Critical Role of Sensation and Perception

  • Information Overload: The world provides an excess of information.
  • Selective Processing: Our perceptual systems prioritize relevant and significant information to be processed.
  • Examples: Visual perception illustrates how only a specific range of light wavelengths are processed.
  • Sensory Processing Stages: Sensation—perception—cognition form a sequence, each stage involving interpretation, elaboration, and assumptions to generate perception from raw information.

Visual Perception

  • Eye Structure: The retina is a thin layer of photoreceptor cells. The fovea contains cones—important for color vision in sufficient light—and rods—for black and white vision in dim light.
  • Color Perception: The brain compares activity across the three cone types to determine color, not relying on a single cone's activity.
  • Processing: The brain actively processes information, not just passively receiving it.
  • Color Constancy: Our perception of objects' colors remains relatively consistent even under different lighting conditions.

Gestalt Psychology

  • Holistic Perception: Gestalt psychologists emphasize the tendency to integrate information into meaningful wholes.
  • Perception is More than the Sum of Parts: Perception involves more than simply combining individual sensory inputs.

Perceiving Depth

  • Depth Perception: Our ability to perceive the world in 3D and determine object distances despite receiving a 2D image on the retina.
  • Cognitive Processing: Depth perception requires internal cognitive processes to interpret the 2D retinal image.
  • Cues for Depth Perception: Relative size, light and shadow, interposition (overlap), and texture are examples of cues used to derive depth perception.
  • Size Constancy: Our understanding of constant size for objects despite changes in distance or apparent size, aiding depth perception.

Face Perception

  • Importance of Faces: Faces play a crucial role in communication, revealing emotions, indicating identity, and facilitating eye contact.
  • Early Face Preference: Infants show a preference for face-like stimuli early in development.
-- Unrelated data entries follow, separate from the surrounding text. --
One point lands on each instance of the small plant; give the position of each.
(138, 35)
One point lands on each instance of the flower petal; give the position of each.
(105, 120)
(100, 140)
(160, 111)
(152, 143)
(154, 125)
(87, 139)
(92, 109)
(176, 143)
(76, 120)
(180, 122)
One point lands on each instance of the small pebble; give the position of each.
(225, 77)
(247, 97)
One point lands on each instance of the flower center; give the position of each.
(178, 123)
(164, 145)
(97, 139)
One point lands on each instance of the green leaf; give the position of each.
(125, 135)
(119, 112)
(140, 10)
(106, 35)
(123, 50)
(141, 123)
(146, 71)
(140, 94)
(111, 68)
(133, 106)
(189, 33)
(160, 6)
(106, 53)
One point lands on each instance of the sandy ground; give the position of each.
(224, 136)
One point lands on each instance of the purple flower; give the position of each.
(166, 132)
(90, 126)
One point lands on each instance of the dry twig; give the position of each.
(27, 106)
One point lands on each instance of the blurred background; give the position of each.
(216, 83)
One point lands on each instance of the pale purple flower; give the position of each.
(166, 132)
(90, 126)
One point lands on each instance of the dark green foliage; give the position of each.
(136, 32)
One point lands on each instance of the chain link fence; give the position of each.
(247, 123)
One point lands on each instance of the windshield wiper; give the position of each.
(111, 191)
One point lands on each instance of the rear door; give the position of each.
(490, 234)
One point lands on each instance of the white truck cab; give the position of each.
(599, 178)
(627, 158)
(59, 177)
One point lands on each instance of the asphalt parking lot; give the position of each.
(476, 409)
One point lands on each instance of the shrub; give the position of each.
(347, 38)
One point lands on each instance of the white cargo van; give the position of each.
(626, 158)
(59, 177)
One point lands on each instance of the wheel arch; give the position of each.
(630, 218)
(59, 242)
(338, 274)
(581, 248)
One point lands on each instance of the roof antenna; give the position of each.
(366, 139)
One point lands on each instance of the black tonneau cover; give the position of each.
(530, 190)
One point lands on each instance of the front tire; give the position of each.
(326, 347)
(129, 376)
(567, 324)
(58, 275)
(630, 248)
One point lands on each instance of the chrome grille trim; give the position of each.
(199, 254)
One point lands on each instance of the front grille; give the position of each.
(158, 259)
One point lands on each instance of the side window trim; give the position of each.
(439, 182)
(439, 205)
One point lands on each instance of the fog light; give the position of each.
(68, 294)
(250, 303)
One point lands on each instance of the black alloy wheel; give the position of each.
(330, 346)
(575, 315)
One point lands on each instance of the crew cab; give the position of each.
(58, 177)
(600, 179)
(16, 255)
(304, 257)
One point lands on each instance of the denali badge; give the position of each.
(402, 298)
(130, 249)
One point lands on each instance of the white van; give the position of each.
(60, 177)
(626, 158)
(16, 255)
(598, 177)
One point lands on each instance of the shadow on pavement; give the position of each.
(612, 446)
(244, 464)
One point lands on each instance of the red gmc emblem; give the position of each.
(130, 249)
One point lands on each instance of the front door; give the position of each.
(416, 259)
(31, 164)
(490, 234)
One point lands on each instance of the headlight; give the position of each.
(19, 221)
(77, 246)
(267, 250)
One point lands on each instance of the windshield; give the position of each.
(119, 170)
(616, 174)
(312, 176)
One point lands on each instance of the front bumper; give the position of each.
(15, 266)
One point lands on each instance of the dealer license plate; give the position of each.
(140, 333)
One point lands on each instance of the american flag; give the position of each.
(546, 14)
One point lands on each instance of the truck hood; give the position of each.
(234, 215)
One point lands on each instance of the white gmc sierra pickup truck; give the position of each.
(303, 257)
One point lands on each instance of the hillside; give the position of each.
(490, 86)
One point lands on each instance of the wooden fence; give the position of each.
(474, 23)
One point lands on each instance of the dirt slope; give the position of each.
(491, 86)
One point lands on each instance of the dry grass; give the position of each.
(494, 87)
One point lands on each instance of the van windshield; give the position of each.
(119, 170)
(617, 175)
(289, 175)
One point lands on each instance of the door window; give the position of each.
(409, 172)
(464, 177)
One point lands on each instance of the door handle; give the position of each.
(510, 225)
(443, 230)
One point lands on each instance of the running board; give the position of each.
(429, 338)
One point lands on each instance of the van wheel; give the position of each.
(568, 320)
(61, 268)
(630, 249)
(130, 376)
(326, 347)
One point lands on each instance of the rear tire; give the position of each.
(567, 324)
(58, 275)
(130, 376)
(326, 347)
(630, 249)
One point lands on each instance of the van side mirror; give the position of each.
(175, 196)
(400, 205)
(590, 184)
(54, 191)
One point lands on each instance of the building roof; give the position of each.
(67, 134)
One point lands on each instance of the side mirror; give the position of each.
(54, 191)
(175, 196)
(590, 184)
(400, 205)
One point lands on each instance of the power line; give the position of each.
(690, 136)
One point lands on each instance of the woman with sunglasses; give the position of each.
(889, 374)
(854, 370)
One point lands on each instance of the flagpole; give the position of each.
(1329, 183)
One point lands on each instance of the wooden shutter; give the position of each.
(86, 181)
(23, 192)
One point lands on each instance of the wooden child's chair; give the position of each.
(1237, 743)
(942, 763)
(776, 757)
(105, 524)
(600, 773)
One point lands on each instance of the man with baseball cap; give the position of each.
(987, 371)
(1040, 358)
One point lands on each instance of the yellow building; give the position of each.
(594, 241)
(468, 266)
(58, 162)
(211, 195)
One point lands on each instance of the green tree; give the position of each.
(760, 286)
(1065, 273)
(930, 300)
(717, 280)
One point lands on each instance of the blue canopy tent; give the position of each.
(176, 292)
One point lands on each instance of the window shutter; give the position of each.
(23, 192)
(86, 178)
Studies, notably by Valenza et al (1996) and Mondloch et al (1999), demonstrate this.
  • Facial Expressions: Newborns can discriminate and imitate facial expressions, as evidenced by Field et al (1982).
  • Eye Contact & Direction: Eye contact is important in face-to-face interactions; eye direction is a communicative cue.
  • Face Expertise & Inversion Effect: Our experience with faces creates expertise in face recognition, and the inversion effect (difficulty recognizing inverted faces) underscores the crucial role of facial configurations. The study by Yin (1996) illustrated this.
  • The Thatcher Effect (Thompson, 1980): Difficulty detecting distortions (like eyes or mouth inverted) in inverted faces, demonstrating that configural processing is important in face recognition.
  • Bruce & Young (1986) Model of Face Recognition: This model proposes stages of face recognition, from structural encoding to personal identity and name generation.
  • Prosopagnosia (Face Blindness): A condition characterized by severe difficulties in face recognition, often resulting from brain damage.